In my earlier post, Girls who kick ass, I disclosed my attempts to impersonate female superheroes.
Last year, Rob and I listened to the audio book for The Supergirls: Fashion, Feminism, Fantasy, and the History of Comic Book Heroines, and actually, that’s when I decided to dress up as Wonder Woman for Halloween. But it depressed me, this continued sexism in the world of Superheroes. I rewatched the entire series of Buffy the Vampire Slayer and concluded that she’s the greatest girl superhero of all time. As much as I love Wonder Woman, her origin comic has her more concerned with winning Steve Trevor’s heart than saving the world. Buffy had boy problems, but she saved the world a lot.
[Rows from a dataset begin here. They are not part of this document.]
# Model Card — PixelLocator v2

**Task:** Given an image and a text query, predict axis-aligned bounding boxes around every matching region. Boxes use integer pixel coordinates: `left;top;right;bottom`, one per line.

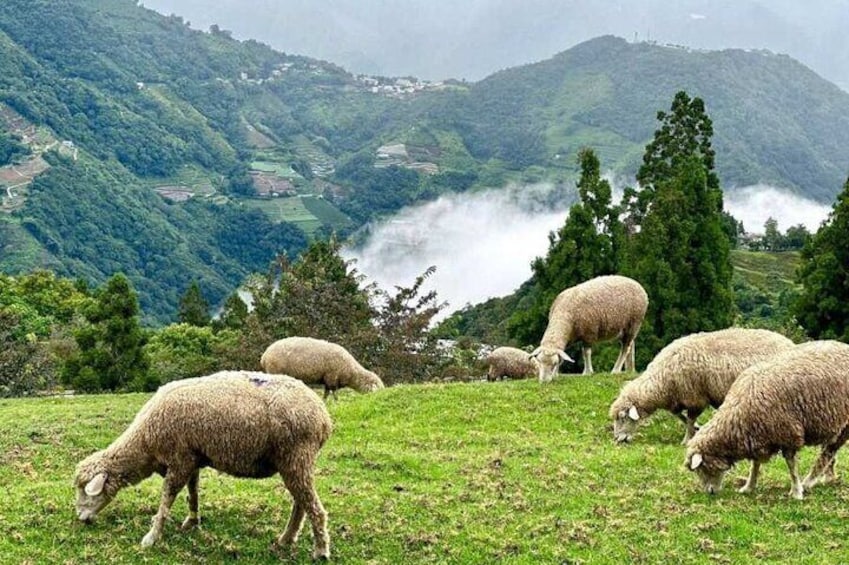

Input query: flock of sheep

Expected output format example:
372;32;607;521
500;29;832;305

75;275;849;559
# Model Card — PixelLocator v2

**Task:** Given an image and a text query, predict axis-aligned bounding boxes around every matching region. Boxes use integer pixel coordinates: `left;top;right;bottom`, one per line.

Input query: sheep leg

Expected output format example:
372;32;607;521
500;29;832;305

681;408;702;445
804;427;849;489
581;345;592;375
782;450;805;500
625;338;637;372
737;459;761;493
278;462;330;559
277;499;306;545
610;339;628;373
180;469;200;531
141;468;194;547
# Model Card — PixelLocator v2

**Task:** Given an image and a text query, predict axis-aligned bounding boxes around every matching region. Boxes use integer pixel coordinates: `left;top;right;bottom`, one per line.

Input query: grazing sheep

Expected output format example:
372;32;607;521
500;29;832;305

259;337;383;398
486;347;537;381
74;371;332;558
686;341;849;499
531;275;649;382
610;328;793;444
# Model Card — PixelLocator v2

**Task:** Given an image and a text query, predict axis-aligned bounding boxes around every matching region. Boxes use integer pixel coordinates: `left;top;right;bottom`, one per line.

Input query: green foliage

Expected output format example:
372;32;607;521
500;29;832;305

0;130;32;163
793;176;849;341
177;281;212;327
626;92;733;357
62;273;152;392
144;323;237;384
212;292;248;330
0;307;56;398
509;149;625;343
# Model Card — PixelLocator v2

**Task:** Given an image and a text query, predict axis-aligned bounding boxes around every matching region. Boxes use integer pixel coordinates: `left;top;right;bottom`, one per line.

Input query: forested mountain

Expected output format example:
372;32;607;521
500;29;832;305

0;0;849;322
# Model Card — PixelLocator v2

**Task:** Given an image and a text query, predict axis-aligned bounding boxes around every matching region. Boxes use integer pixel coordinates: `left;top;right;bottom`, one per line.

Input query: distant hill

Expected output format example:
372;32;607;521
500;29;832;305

0;0;849;323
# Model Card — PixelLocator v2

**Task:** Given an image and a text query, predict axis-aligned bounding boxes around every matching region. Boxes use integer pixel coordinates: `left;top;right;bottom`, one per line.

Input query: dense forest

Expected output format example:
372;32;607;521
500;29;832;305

0;0;849;325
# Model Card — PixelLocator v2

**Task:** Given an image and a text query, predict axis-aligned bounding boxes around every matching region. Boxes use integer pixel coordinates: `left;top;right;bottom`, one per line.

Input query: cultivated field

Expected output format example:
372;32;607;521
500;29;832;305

0;374;849;564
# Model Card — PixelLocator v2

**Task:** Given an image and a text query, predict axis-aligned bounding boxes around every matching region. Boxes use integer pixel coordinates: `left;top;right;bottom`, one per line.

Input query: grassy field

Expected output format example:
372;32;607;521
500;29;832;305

731;249;801;292
0;374;849;564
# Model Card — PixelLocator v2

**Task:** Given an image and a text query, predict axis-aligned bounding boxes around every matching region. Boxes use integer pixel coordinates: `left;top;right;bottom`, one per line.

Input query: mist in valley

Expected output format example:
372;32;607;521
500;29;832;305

343;185;831;316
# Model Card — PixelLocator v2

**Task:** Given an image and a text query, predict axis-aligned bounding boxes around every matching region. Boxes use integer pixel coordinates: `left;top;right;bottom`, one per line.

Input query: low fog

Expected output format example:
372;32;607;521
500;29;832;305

343;185;831;314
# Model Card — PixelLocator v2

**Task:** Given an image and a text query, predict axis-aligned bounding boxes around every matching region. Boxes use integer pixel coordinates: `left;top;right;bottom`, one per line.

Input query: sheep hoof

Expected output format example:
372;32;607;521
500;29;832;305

180;516;200;532
141;531;159;549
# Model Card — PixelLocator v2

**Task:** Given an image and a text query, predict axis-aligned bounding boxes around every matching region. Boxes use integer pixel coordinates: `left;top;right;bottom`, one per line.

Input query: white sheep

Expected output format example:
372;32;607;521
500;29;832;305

259;337;383;398
531;275;649;382
486;347;537;381
685;341;849;499
610;328;793;444
74;371;332;558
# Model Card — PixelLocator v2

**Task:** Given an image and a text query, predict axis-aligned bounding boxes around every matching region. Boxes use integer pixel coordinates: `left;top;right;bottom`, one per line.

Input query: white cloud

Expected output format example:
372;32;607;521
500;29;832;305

724;184;831;233
343;184;831;315
343;187;567;313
In recent pop culture, there’s no feminine superhero franchise equivalent to Spider-Man. The Elektra and Catwoman films were considered failures. Most of the boy Avengers got their own movies prior to the upcoming release of The Avengers. Iron Man got two. Where’s Black Widow’s? Guess there’s no hope Scarlett Johansson could open an action flick, since Jennifer Garner and Halle Berry couldn’t.
Angeline Jolie, she can open an action flick, if Salt and Tomb Raider are the best we can hope for… but wait a minute…
A few months ago, Steven Soderbergh released the movie Haywire, written for and starring a beautiful athlete named Gina Carano. I’ve been fixated on Gina Carano for years; she’s the mixed martial artist who inspired the protagonist in my novel in progress. And did I mention she’s gorgeous? I didn’t love Haywire, but I loved Gina in it. The fact that Haywire exists fills me with such excitement about the future of female action heroes. I want Gina to be the female version of Dwayne “The Rock” Johnson, crossing over into films. She’s not the best actress in the world, but she can do something Angelina Jolie can’t do. Legitimately kick your ass.
Which brings me to the woman of the hour, Katniss Everdeen, in book form and as portrayed by the luminous Jennifer Lawrence. While Twilight sent all the wrong message to the young women of today, The Hunger Games gets it right. Katniss may not have superpowers, but she’s a skilled huntswoman. (archery chick, archeress, is there a word for that?) She’s morally grounded and compassionate, and outcompetes adversaries who are stronger and more ruthless. She’s feminine, and yes, there is a love triangle in the series, but Katniss does not sacrifice anything of herself to win the hearts of her admirers. She earns their love without realizing she’s done it. She doesn’t even want a boyfriend.
So go ahead and buy into all that Hunger Games hype. I am fully on board.